Cytokine profile tied to treatment response in eczematous dermatitis
The baseline skin cytokine profile of patients with eczematous dermatitis, as determined by RNA in situ hybridization, can help predict response to dupilumab therapy, results of a study have shown.
A team of investigators conducted this study to determine whether cytokine staining or histologic features were associated with clinical response to dupilumab. They retrospectively analysed biopsies from 61 patients with eczematous dermatitis treated with dupilumab (90.2 percent met the Hanifin-Rajka criteria for atopic dermatitis).
The investigators used RNA in situ hybridization to measure markers of type 2 (interleukin [IL]4, IL13), type 1 (interferon gamma), and type 3 (IL17A, IL17F, IL22) inflammation. They also assessed histologic features and compared patterns among complete responders (n=16), partial responders (n=37), and nonresponders (n=8) to dupilumab.
Patients with IL13 expression were more likely to achieve optimal response to dupilumab, while those with less IL13 expression and relatively higher levels of type 1 and type 3 cytokines tended to have poor response to treatment.
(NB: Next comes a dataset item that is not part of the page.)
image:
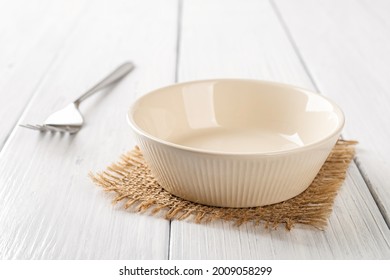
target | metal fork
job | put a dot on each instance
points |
(70, 119)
Moreover, some histologic features were associated with improved response to dupilumab.
“Cytokine RNA in situ hybridization may aid in treatment selection for eczematous disorders,” the investigators said. “Moreover, personalization of treatment selection for inflammatory skin diseases may be possible.”
The study was limited by its retrospective approach and small size of the nonresponder group.
“Dupilumab has revolutionized the treatment of atopic dermatitis,” the investigators said. “However, not all patients respond optimally, and this may relate to underlying molecular heterogeneity.”